Nick Blevins, children and student team leader at Community Christian Church in Nottingham, Maryland, provides data on youth involvement in the church in his story “Statistics on Youth Leaving the Church and Why.” According to one of his sources, a 2011 study by BARNA on youth leaving Christianity, approximately 11% of young Christians will leave the Christian faith, 20% disconnect from their church because of “church culture” frustrations, 40% still call themselves Christians but won’t attend church and only 30% will remain involved. These numbers illuminate the harsh reality facing many Christian education institutions. Just because children were born into a Christian household does not guarantee their salvation, especially if they were misguided or hurt by poor leaders, as Moody described.

“A lot of the things [teachers] said when measured with the things they did, it didn’t match up,” Moody said. “They taught being open arms and turn around and expel a student who, you know, had sex out of wedlock and got pregnant. Now why would you expel a student who made a mistake? Why would you give them a bad taste and leave them with rejection instead of discipling them and help them grow into a better person from their experience? Why can’t we do what God does and take a bad thing and make it good? They were more worried about their image than their morals.”

Small, private, grade schools are not the only problem; likewise, some Christian universities feed the problem. Laura Basch, John Brown University ’19 alumna, stated her frustration with “people living really duplicitous lives at JBU.” These lifestyles affected Basch’s perspective of Christianity. “That kind of really turned me off to Christianity at the time,” she said. Basch identified her frustration with the people around her as a source of anger towards God. It could have caused her to lose her faith, but Basch held onto her beliefs. “It’s gotten much better since then. I am more established in the church, in leadership roles,” she said.

If it hadn’t been for factors outside of these Christian institutions, Basch and Moody might have joined those who lose their faith because teachers failed them. When faith is made into a policy rather than a personal belief, it promotes legalism and a culture of “Christianese,” which only stiffens the heart and arouses rebellion.
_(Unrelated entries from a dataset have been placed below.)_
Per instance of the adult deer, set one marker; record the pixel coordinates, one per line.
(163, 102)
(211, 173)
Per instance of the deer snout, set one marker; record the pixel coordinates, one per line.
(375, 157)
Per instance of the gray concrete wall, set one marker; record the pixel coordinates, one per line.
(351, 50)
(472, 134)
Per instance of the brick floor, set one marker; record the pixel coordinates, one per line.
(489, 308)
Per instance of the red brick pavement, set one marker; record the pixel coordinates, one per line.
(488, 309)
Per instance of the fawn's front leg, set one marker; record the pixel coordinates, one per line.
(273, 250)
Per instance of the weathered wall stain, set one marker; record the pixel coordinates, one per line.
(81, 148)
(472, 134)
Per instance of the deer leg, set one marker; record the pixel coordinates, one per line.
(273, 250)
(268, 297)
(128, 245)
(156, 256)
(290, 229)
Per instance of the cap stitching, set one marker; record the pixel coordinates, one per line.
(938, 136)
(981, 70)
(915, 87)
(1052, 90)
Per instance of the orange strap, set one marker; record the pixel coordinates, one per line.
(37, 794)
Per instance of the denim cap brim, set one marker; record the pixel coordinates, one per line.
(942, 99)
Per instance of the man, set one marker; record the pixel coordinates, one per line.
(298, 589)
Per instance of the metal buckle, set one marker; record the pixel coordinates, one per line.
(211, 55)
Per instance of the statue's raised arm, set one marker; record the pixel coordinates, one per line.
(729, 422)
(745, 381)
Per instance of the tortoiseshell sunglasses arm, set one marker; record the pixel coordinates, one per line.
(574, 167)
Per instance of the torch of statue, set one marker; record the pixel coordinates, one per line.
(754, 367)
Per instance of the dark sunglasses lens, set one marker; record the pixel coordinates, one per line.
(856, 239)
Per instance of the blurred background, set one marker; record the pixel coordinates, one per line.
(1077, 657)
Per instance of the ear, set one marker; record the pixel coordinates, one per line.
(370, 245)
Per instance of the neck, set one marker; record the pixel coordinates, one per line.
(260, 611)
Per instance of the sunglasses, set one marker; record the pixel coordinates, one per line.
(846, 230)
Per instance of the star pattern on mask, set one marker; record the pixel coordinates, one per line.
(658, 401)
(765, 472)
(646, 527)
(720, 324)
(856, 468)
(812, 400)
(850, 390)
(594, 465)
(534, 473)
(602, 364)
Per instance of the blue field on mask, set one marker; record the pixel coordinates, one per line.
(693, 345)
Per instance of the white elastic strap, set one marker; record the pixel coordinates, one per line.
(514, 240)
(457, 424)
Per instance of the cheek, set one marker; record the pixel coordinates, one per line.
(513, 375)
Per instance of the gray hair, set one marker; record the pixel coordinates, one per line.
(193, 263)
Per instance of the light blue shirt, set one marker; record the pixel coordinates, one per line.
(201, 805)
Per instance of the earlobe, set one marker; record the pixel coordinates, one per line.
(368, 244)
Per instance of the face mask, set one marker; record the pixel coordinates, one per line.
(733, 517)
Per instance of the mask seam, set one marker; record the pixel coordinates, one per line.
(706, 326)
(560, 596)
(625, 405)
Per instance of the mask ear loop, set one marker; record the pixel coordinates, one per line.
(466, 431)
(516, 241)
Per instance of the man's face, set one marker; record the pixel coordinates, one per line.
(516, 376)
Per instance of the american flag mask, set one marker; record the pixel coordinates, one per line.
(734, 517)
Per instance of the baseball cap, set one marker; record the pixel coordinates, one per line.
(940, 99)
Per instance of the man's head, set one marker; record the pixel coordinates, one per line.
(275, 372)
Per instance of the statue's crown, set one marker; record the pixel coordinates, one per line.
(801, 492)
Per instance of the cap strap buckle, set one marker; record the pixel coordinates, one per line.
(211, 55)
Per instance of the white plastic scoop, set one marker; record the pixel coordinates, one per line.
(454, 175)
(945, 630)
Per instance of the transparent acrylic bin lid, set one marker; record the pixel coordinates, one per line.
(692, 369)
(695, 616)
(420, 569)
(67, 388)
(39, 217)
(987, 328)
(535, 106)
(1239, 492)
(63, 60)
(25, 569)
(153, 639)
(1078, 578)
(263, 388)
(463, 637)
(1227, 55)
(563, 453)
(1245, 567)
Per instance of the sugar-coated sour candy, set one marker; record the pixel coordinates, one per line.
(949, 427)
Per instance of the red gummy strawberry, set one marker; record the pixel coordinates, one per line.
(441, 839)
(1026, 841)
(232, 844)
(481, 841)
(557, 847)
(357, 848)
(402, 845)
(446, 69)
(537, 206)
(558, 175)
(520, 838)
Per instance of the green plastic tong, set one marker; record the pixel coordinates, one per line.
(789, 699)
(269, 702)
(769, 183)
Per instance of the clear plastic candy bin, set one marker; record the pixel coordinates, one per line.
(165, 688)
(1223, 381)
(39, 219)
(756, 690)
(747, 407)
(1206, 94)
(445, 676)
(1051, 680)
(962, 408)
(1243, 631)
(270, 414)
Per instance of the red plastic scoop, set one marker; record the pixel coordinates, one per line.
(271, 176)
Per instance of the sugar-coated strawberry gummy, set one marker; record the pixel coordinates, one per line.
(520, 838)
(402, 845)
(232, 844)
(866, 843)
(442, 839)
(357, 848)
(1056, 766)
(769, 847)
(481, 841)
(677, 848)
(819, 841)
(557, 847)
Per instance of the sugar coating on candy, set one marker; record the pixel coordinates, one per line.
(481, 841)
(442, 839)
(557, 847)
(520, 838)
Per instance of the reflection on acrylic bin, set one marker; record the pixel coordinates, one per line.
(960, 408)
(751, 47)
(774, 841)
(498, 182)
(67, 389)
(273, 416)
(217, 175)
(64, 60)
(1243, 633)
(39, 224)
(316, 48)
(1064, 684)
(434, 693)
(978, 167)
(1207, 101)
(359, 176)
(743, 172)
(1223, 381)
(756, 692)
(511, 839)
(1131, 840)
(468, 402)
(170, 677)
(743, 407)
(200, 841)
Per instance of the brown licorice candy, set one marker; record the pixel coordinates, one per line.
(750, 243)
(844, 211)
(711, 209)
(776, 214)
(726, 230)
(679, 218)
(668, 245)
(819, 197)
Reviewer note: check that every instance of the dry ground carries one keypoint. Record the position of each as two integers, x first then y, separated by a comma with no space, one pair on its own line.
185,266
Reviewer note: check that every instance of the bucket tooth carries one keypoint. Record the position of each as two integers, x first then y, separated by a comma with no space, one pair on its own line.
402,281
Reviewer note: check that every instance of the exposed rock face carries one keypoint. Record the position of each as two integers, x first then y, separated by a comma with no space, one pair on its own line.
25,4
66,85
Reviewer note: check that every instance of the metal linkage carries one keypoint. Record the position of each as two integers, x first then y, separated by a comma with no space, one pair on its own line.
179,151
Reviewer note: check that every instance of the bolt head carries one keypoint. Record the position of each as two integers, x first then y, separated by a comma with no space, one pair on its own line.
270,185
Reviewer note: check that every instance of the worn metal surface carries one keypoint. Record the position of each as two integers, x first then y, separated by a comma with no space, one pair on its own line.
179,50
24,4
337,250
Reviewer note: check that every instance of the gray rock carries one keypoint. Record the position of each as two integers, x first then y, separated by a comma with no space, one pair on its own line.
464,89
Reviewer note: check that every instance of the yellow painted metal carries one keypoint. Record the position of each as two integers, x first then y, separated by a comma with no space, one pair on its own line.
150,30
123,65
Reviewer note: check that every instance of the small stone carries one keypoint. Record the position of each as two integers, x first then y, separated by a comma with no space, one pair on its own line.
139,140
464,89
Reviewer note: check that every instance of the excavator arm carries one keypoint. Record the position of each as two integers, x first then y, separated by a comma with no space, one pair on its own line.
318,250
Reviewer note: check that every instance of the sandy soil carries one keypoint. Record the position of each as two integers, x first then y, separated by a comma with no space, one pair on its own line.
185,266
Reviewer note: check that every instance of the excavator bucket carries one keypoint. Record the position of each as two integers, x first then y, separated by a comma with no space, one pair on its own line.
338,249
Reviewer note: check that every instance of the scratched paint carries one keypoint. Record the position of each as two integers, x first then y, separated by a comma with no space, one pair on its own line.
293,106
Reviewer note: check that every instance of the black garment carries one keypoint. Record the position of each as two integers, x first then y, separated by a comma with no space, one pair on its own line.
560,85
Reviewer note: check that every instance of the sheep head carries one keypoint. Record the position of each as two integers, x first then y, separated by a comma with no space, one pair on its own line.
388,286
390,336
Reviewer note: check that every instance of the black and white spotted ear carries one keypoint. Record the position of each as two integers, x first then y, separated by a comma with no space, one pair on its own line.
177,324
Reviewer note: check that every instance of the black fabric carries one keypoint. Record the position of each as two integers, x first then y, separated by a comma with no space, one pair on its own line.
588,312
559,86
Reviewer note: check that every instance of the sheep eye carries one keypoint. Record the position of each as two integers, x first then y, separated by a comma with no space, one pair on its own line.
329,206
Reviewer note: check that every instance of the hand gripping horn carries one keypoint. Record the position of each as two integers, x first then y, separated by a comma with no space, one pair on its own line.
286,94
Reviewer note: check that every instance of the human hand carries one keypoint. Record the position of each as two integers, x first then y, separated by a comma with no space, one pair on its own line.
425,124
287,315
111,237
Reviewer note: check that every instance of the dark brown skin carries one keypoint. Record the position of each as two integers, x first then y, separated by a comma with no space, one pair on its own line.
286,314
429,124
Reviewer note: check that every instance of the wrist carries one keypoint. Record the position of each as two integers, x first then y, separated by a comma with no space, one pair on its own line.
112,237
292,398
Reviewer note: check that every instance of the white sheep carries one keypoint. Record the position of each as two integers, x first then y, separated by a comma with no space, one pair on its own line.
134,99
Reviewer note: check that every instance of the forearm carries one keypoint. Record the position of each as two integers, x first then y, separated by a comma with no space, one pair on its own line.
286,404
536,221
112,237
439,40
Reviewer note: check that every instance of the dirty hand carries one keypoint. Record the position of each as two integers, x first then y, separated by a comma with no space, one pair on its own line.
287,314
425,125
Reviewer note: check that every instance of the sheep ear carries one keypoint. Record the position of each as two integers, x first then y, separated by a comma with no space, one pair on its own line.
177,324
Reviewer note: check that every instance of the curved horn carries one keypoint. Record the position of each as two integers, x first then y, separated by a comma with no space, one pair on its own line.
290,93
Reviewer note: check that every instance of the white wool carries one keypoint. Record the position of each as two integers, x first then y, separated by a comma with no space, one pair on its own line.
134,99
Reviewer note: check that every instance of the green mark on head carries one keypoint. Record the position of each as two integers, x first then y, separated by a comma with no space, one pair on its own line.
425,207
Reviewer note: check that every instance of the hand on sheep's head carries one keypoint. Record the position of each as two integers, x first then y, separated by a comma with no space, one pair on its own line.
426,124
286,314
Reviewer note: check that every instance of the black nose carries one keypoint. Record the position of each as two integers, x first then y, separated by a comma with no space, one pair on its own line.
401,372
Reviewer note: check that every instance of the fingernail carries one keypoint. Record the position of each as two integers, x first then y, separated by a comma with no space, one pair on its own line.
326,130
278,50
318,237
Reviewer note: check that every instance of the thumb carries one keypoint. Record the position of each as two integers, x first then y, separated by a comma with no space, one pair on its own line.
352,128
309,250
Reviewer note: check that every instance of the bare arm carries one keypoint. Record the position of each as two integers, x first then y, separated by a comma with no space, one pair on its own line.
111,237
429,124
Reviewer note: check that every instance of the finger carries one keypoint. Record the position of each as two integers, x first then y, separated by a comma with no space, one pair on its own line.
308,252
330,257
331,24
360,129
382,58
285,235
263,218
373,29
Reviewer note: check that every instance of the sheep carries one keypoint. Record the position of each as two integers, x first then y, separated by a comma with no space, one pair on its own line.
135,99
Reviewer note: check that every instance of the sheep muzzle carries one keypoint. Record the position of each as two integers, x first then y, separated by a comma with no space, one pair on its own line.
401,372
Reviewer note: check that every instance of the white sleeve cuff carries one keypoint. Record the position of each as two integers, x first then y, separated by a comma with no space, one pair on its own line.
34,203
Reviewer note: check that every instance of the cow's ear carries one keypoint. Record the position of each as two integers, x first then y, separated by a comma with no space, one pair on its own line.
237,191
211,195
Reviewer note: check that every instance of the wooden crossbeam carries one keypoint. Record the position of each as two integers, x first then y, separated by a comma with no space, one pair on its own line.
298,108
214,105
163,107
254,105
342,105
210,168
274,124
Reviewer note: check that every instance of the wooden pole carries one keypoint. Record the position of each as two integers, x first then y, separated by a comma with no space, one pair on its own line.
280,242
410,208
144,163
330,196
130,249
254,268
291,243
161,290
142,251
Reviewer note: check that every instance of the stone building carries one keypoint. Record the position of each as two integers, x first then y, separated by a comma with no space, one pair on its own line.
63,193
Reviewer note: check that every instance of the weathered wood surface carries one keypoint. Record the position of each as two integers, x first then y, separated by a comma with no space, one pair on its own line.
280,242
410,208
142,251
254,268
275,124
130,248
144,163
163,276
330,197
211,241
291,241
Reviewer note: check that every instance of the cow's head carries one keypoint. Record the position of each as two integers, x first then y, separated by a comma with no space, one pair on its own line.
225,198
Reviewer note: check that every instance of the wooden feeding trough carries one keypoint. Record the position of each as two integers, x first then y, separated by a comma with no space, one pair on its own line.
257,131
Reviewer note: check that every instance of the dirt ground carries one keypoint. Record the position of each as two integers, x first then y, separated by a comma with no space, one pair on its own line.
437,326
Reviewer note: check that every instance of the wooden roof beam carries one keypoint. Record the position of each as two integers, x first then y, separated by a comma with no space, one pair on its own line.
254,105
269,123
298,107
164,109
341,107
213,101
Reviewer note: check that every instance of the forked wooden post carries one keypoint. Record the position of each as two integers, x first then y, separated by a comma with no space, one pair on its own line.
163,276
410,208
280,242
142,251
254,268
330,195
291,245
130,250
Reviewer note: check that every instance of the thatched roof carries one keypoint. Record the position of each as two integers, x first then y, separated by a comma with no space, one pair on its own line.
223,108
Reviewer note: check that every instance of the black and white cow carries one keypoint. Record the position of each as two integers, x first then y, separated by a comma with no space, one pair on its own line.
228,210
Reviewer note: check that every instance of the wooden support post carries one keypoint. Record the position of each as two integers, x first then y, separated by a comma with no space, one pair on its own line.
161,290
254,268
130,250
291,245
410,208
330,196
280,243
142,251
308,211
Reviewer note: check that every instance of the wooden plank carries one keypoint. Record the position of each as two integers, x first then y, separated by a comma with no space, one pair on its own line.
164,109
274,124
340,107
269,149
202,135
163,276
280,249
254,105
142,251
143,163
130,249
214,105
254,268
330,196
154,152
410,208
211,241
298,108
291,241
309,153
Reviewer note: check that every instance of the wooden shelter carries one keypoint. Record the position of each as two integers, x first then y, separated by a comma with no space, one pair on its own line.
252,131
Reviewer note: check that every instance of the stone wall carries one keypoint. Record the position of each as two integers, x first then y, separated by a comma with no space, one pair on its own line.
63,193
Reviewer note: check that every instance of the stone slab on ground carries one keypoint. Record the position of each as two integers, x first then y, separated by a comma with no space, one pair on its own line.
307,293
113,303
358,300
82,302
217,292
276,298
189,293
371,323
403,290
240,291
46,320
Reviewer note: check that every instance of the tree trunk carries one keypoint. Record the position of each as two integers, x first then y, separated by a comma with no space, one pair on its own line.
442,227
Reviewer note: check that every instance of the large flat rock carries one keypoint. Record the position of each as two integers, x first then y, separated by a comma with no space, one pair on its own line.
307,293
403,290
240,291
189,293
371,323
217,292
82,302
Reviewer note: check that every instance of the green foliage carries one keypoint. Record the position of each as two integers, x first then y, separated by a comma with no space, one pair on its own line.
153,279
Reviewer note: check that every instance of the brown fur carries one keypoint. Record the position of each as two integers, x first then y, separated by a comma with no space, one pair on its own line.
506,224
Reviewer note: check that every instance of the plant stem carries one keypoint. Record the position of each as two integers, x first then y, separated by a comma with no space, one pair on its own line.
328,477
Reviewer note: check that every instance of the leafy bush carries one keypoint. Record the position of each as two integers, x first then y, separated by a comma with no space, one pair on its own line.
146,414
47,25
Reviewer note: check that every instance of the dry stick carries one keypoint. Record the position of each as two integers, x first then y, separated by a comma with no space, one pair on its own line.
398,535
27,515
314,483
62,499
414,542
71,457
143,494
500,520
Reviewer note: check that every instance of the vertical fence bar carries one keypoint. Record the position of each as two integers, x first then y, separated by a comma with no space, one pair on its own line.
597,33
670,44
Basch expressed her concern that, when a student spends four years of their young adult life being told what to say, do and love, they are unprepared for graduation.  She elaborated, “Something that comes after college that no one expects is building your relationships without people telling you what to do. So many people are so lonely after college. Colleges should empower each individual to build their own community instead of providing community for them.” Basch encourages students to find mentors, leaders, community and relationships outside of the university. She said that many local churches have people eager to disciple and minister to college students. Local community outreach and missions work are other great opportunities to expand beyond a university bubble.

 There are several good reasons why people choose to attend schools that offer a faith-based education. However, it should not be assumed that faith will inherently grow through such instruction. In fact, personal accounts and statistical data point to the contrary. Basch’s final advice was twofold, telling students, “Detach [from] your college, and see it for what it is, a place of broken people … Detach the acts of JBU [from] the acts of God and Jesus.”